In both the separation processes no 99Mo was detected in the product vial containing radioactive TcO4 . It was found from the simulation studies that 99.8 % Nb was removed in the washing process and 0.07 % of initial amount of Nb was present in the eluted 99mTc obtained in the Dowex method. Nb peak was absent in the organic fraction obtained in the MEK solvent extraction process. Level of Zr and Y present in the final radioactive 99mTcO4 obtained by the solvent extraction method was below the detection level. In the Dowex separation method Zr level in the eluted 99mTc was 2.5 % of initial amount of Zr in the load solution. Level of Y in the eluted 99mTc obtained in the Dowex method was not estimated conclusively. Since the traces of Nb, Zr and Y radioisotopes that are produces in the irradiation of enriched 100Mo target are mostly collected in the Mo fraction after the Mo/Tc separation, they will not contaminate the product beyond acceptable level in either of the separation process.

MEK content in the final product was found to be less than 0.1 % (v/v). In both the methods of separation, nonradioactive molybdate content in the final pertechnetate solution was within the acceptable limit (less than 10 ppm). Al3+ levels were below the limits (less than 10 ppm) set for generator-produced pertechnetate. For both the processes, the pH of the final product solution was between 6 and 7. Paper chromatography showed that the pertechnetate obtained by processing of the targets irradiated in cyclotron was identical in radiochemical purity with the generator produced pertechnetate and no colloid was formed. The concentration of nitrate ions in the final pertecnetate solution was matching with 10 mg/l NO3 colour zone in the test strip, which is much less than the LD50 value of nitrate (1267 mg/kg, oral-rat). The concentration of H2O2 in the final radioactive TcO4 solutions was matching with 2–5 mg/l H2O2 colour zone, which is much less than the LD50 value of peroxide (1232 mg/kg, oral-rat).
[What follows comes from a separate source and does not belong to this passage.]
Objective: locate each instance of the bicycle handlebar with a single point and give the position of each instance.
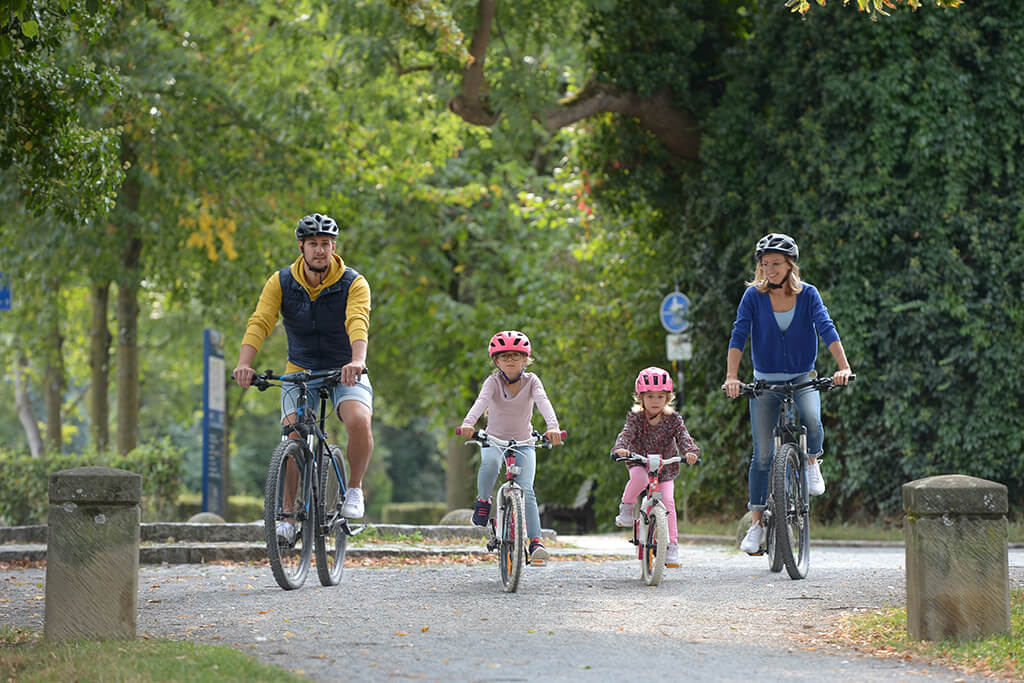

Radionuclidic purity (RNP) of final pertechnatate solution prepared from the proton irradiated enriched 100Mo target was evaluated at different time points after its preparation and it was found that the RNP was greater than 99.9 % even at 24 h after the separation. The detailed analysis of level of different Tc radionulides is listed in Table 4.

Table 4 Other radiotechnetium impurities in the final 99mTc preparation at different time points after the end of separation (as % of 99mTc activity)

Recovery of Mo from the irradiated target

Recovery of molybdate (ammonium molybdate) obtained in the two separation methods was estimated from the counting data and the recovery yield was found to be about 100 % in both the methods.

Conclusion

Present study of 99mTc yield in stacked foil irradiation shows that proton irradiation of enriched 100Mo target at 20 → 8 MeV, 100 μA proton beam for 1, 3, and 6 h, will produce about 60, 160 and 272 GBq of 99mTc at EOI, respectively. The new chemical separation method developed recovers more than 80 % of 99mTc from the irradiated target. The recovered pertechnetate has acceptable radionuclidic, radiochemical and chemical purity for labelling of biomolecules for clinical applications. The presented automated module is simple to operate and can be used to separate 99mTc radioisotope from low specific activity molybdenum.